Certain Wendell & Wild looks far more caricatured and stylized than most post-Pixar animated kids’ films. CG animation is just starting to trend away from realism and toward more artistic stylization, but Selick’s work looks more angular and exaggerated. Selick specifically sought Pablo Lobato (Argentinian artist, well known for his geometric, sharp-edged portraits), to help design the characters. This gave them a very extreme and off-the-wall appearance.

And Selick made one decision on this movie that he wasn’t allowed to make on Coraline. On that movie, he says, he pioneered the use of snap-on 3D-printed faces for stop-motion puppets, a technique meant to let animators more rapidly and easily change a character’s expressions, and accurately change their mouth shape so they could lip-sync recorded dialogue. There’s a visible seam line where the separate tiny face meets the rest of the puppet’s head, and when Selick was making Coraline Laika wanted the seams to remain visible.

The tiny purple demon puppets of Wendell and Wild stand on a workbench with their faces on a a monitor nearby on the set of Wendell & Wild.

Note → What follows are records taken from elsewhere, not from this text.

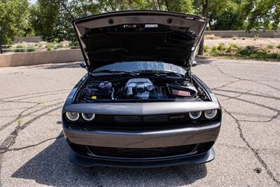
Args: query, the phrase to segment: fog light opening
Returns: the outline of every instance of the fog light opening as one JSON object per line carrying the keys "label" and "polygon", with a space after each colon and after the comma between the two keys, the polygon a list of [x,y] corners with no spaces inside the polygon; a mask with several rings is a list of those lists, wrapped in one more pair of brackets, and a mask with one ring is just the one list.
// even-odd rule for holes
{"label": "fog light opening", "polygon": [[93,113],[83,113],[82,117],[85,120],[92,120],[95,118],[95,114]]}
{"label": "fog light opening", "polygon": [[208,110],[204,111],[204,116],[206,119],[213,119],[217,115],[217,110]]}

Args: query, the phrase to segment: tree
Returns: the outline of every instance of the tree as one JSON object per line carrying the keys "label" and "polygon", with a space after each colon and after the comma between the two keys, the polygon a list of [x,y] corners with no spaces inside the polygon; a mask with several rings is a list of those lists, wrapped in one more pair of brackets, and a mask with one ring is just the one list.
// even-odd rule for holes
{"label": "tree", "polygon": [[28,0],[0,0],[0,41],[11,43],[15,37],[24,35],[27,22]]}
{"label": "tree", "polygon": [[250,0],[244,8],[248,18],[246,30],[258,30],[260,27],[279,29],[280,22],[280,1]]}
{"label": "tree", "polygon": [[[246,20],[244,0],[200,0],[194,1],[195,13],[209,19],[211,29],[240,29]],[[204,39],[199,48],[199,55],[203,55]]]}

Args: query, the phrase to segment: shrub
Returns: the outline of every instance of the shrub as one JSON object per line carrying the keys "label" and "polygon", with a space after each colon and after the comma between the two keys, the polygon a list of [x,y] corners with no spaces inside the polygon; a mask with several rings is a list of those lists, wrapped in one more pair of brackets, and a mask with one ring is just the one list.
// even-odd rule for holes
{"label": "shrub", "polygon": [[46,45],[45,46],[45,48],[53,48],[53,45],[52,44],[47,44],[47,45]]}
{"label": "shrub", "polygon": [[232,37],[232,40],[236,40],[237,39],[238,39],[238,36],[235,35],[234,35],[233,37]]}
{"label": "shrub", "polygon": [[214,40],[214,39],[219,39],[219,37],[216,36],[215,36],[214,34],[205,34],[205,36],[204,36],[204,39]]}
{"label": "shrub", "polygon": [[225,50],[225,44],[223,43],[220,43],[217,49],[220,51],[224,51]]}
{"label": "shrub", "polygon": [[208,47],[207,45],[204,45],[204,46],[203,46],[203,51],[207,52],[207,50],[208,50],[209,48]]}
{"label": "shrub", "polygon": [[34,52],[35,51],[34,46],[27,46],[26,50],[27,52]]}
{"label": "shrub", "polygon": [[57,47],[57,48],[62,48],[64,46],[63,46],[63,44],[58,43],[58,44],[57,44],[56,47]]}
{"label": "shrub", "polygon": [[210,55],[211,56],[218,56],[220,55],[220,52],[218,51],[216,46],[213,46],[211,49]]}
{"label": "shrub", "polygon": [[25,52],[25,46],[23,45],[18,45],[15,48],[15,52]]}

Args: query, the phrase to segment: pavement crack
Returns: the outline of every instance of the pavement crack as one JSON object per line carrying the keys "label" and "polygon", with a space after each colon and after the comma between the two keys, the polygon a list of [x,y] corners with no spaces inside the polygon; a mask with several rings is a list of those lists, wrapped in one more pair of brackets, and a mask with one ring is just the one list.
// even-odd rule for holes
{"label": "pavement crack", "polygon": [[[38,109],[38,110],[35,110],[35,111],[31,111],[31,112],[29,112],[29,113],[27,113],[27,114],[22,115],[23,112],[27,111],[27,109],[28,109],[28,110],[29,110],[29,109],[31,109],[31,108],[34,108],[34,107],[35,107],[36,105],[38,105],[38,103],[36,103],[34,106],[31,106],[31,108],[27,109],[24,110],[22,112],[21,112],[21,116],[20,116],[20,118],[24,118],[24,117],[26,117],[26,116],[29,116],[29,115],[34,114],[34,113],[36,113],[36,112],[38,112],[38,111],[42,111],[42,110],[44,110],[44,109],[48,109],[48,108],[49,108],[49,107],[52,107],[52,106],[57,106],[57,105],[61,104],[62,104],[62,103],[63,103],[63,102],[58,102],[58,103],[55,103],[55,104],[50,104],[50,105],[46,106],[44,106],[44,107],[43,107],[43,108],[41,108],[41,109]],[[6,128],[7,127],[8,127],[9,125],[12,125],[13,123],[16,122],[16,121],[18,120],[18,116],[18,116],[17,118],[15,118],[13,119],[13,120],[10,121],[10,122],[8,122],[7,123],[5,123],[5,124],[4,124],[3,125],[1,125],[1,126],[0,127],[0,131],[2,131],[3,130],[6,129]]]}
{"label": "pavement crack", "polygon": [[[52,140],[52,139],[59,139],[59,138],[63,137],[64,137],[63,135],[60,135],[60,136],[58,136],[58,137],[56,137],[49,138],[49,139],[45,139],[45,140],[43,140],[42,141],[40,141],[40,142],[38,142],[37,144],[32,144],[32,145],[29,145],[29,146],[23,146],[23,147],[20,147],[20,148],[9,148],[8,147],[0,148],[0,154],[1,153],[5,153],[8,152],[8,151],[20,151],[20,150],[23,150],[23,149],[25,149],[25,148],[37,146],[38,146],[40,144],[43,144],[45,142],[46,142],[46,141],[50,141],[50,140]],[[2,151],[1,151],[1,150],[2,150]]]}
{"label": "pavement crack", "polygon": [[273,175],[272,171],[268,168],[268,166],[267,163],[262,159],[262,158],[260,156],[259,153],[258,153],[257,150],[253,148],[248,141],[246,139],[245,136],[243,133],[243,130],[241,126],[240,121],[235,118],[230,111],[226,110],[225,108],[223,108],[223,111],[227,113],[231,118],[232,118],[235,123],[237,124],[237,129],[239,132],[239,137],[242,139],[242,141],[245,143],[245,144],[250,148],[250,150],[253,152],[254,154],[255,157],[258,159],[259,162],[262,165],[262,167],[265,169],[267,174],[270,176],[270,178],[278,185],[280,186],[280,181],[278,181],[276,178],[275,176]]}

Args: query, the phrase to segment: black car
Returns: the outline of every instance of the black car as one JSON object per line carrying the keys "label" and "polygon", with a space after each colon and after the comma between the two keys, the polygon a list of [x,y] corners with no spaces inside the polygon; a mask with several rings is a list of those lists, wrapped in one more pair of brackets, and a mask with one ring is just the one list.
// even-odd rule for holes
{"label": "black car", "polygon": [[146,167],[214,158],[221,108],[190,71],[207,21],[152,11],[74,21],[88,73],[62,110],[71,162]]}

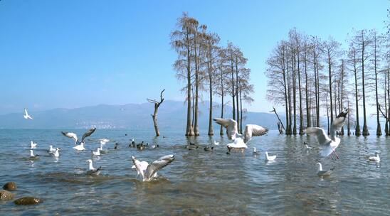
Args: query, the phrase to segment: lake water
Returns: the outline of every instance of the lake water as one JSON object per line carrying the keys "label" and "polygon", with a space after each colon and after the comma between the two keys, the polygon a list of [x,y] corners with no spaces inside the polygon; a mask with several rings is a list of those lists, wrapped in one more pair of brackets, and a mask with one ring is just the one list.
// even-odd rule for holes
{"label": "lake water", "polygon": [[[74,130],[80,136],[84,130]],[[127,134],[128,136],[125,136]],[[205,134],[205,133],[204,133]],[[154,138],[153,131],[96,130],[87,139],[87,151],[76,152],[73,142],[60,130],[0,130],[0,185],[15,181],[16,198],[36,196],[44,202],[17,206],[0,202],[1,215],[390,215],[390,141],[385,136],[344,136],[337,148],[339,160],[318,156],[315,148],[307,151],[302,142],[312,139],[286,136],[270,131],[255,137],[244,153],[226,154],[227,138],[201,136],[202,146],[215,139],[221,144],[214,151],[203,148],[189,151],[183,131]],[[131,138],[159,144],[157,149],[129,148]],[[107,153],[93,157],[103,168],[99,176],[85,174],[91,150],[98,139],[114,142]],[[30,141],[38,143],[29,159]],[[61,148],[58,160],[46,150]],[[251,147],[260,156],[254,156]],[[265,163],[265,151],[276,154]],[[379,164],[367,162],[375,151]],[[159,171],[158,180],[142,183],[131,169],[131,156],[153,161],[173,153],[176,159]],[[317,176],[315,163],[334,168],[329,178]]]}

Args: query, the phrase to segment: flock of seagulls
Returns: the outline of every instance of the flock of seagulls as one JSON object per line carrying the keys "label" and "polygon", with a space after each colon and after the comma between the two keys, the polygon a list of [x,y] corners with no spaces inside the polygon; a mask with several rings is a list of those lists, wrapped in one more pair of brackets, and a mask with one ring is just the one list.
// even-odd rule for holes
{"label": "flock of seagulls", "polygon": [[[320,155],[324,157],[331,156],[332,160],[334,160],[334,156],[339,159],[339,156],[336,153],[336,148],[340,144],[340,139],[338,138],[337,133],[341,131],[342,127],[344,126],[347,114],[348,113],[348,109],[346,109],[337,115],[334,121],[332,123],[330,126],[330,136],[325,132],[325,131],[319,127],[309,127],[306,129],[306,133],[314,136],[320,146],[322,146],[322,150],[320,152]],[[28,120],[33,119],[28,113],[27,109],[24,109],[24,119]],[[223,126],[226,129],[226,135],[229,140],[233,141],[232,143],[229,143],[226,145],[228,152],[226,153],[230,154],[231,151],[243,151],[248,148],[248,143],[251,140],[253,136],[263,136],[267,134],[268,129],[267,128],[263,127],[256,124],[247,124],[245,127],[245,130],[243,134],[239,134],[237,127],[237,122],[231,119],[221,119],[221,118],[214,118],[217,124]],[[96,128],[92,128],[87,131],[84,134],[83,134],[81,141],[79,141],[78,136],[76,134],[73,132],[64,132],[61,131],[61,134],[70,139],[72,139],[75,142],[75,146],[73,147],[76,151],[85,151],[85,138],[91,136],[96,130]],[[126,134],[127,135],[127,134]],[[99,156],[102,153],[105,153],[103,150],[103,146],[110,142],[110,139],[99,139],[100,146],[97,148],[95,151],[92,151],[92,156]],[[214,141],[214,146],[218,146],[219,143],[216,141]],[[307,150],[312,149],[312,147],[308,146],[306,142],[304,142],[305,148]],[[31,159],[36,159],[39,157],[38,155],[36,155],[33,153],[33,149],[37,147],[37,144],[33,141],[31,141],[31,149],[30,149],[30,158]],[[131,143],[129,145],[130,147],[135,148],[137,147],[139,150],[143,150],[145,148],[148,147],[148,144],[144,144],[142,141],[140,144],[135,144],[134,139],[131,140]],[[152,145],[152,148],[156,148],[159,147],[159,145]],[[115,149],[117,149],[118,144],[116,143],[115,145]],[[195,150],[199,148],[198,146],[194,144],[190,143],[189,146],[186,146],[189,150]],[[211,151],[214,149],[214,146],[206,146],[204,148],[204,151]],[[49,146],[49,149],[47,151],[48,153],[52,155],[55,158],[60,157],[60,150],[59,148],[53,148],[53,146]],[[254,156],[260,155],[260,152],[256,150],[255,147],[253,147],[253,154]],[[164,167],[168,166],[172,161],[174,161],[175,156],[173,154],[167,155],[162,156],[157,160],[149,163],[147,161],[140,161],[135,156],[131,157],[133,166],[132,168],[137,171],[137,177],[142,181],[150,181],[153,179],[155,179],[157,176],[157,171],[163,168]],[[266,161],[274,161],[276,160],[276,155],[271,155],[268,153],[268,151],[265,151],[265,159]],[[375,156],[370,156],[368,160],[369,161],[379,162],[379,153],[378,152],[375,153]],[[86,162],[88,163],[88,170],[87,173],[89,175],[99,175],[102,167],[95,168],[93,167],[93,161],[91,159],[87,160]],[[323,170],[322,166],[320,163],[317,163],[318,166],[317,174],[318,176],[324,177],[330,176],[334,170],[332,168],[330,170]]]}

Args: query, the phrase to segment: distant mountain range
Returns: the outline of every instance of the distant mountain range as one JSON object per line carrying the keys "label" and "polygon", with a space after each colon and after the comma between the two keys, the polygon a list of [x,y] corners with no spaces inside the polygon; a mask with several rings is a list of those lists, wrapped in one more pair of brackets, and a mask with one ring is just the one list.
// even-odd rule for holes
{"label": "distant mountain range", "polygon": [[[220,104],[214,103],[213,110],[214,117],[221,117]],[[0,115],[0,129],[86,129],[96,126],[106,129],[154,130],[150,115],[153,111],[153,104],[147,102],[125,105],[100,104],[76,109],[53,109],[31,112],[30,114],[34,119],[29,121],[23,118],[22,111],[20,113]],[[285,115],[283,111],[280,110],[278,114],[285,124]],[[164,101],[159,109],[157,116],[160,130],[185,130],[186,112],[186,103]],[[225,106],[224,114],[225,118],[231,118],[232,107]],[[375,128],[375,122],[369,119],[369,128]],[[297,121],[299,122],[298,117]],[[326,125],[325,122],[326,118],[322,118],[322,125]],[[278,119],[273,113],[244,113],[244,125],[255,124],[270,129],[277,129],[277,122]],[[209,102],[205,101],[199,104],[199,129],[206,131],[208,128]],[[218,126],[214,123],[214,129],[218,129]]]}
{"label": "distant mountain range", "polygon": [[[221,117],[221,105],[214,104],[214,117]],[[209,102],[199,104],[199,129],[207,130],[209,124]],[[76,109],[53,109],[31,112],[33,120],[23,118],[23,112],[0,115],[0,129],[128,129],[152,130],[150,114],[154,106],[150,103],[125,105],[105,105]],[[182,102],[164,101],[159,109],[158,124],[162,130],[184,130],[186,119],[186,104]],[[231,118],[232,108],[226,106],[226,117]],[[283,114],[280,114],[284,118]],[[276,129],[278,121],[273,113],[252,112],[244,114],[244,124],[257,124],[270,129]],[[217,124],[214,124],[215,129]]]}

Photo by Ariel Spaugh/Netflix

“Even then, I wanted to do as much of the work in camera as possible. So there’s hardly any special effects added to [Coraline],” Selick says. “But Phil Knight, the guy who was funding the studio, the founder of Nike, he just freaked out over [the seam lines]. It just troubled him too much.” Eventually, Selick compromised and let Laika use CG to cover up the seams.

Wendell & WildSelick prefers a more complex facial-replacement method with distinct upper and lower facial sections. This was because it allows for different expressions. These seams were visible in the movie. “I think people will watch, and in five minutes, [those lines] disappear, because you get invested in the characters.”

Selick considers such small artifacts to be an essential part of work in stop motion. “There are mistakes there,” he says, with visible enthusiasm. “The audience has to work a little more to believe in what they’re seeing, but not so much that it It feels good like work. They are more likely to put in the work if they do. They should. Then the film becomes more to them, because we’re part of it. It’s not all lubricated imagery, perfectly done, that’s just like every other Hollywood CG film.

“So being more obviously handmade, with bumps and lumps — I think it’s a real plus. It will make us stand out. It’s something very different.”

Wendell & WildNetflix releases new series Oct. 28. We’ll have more behind-the-scenes details from our set tour closer to the film’s release date.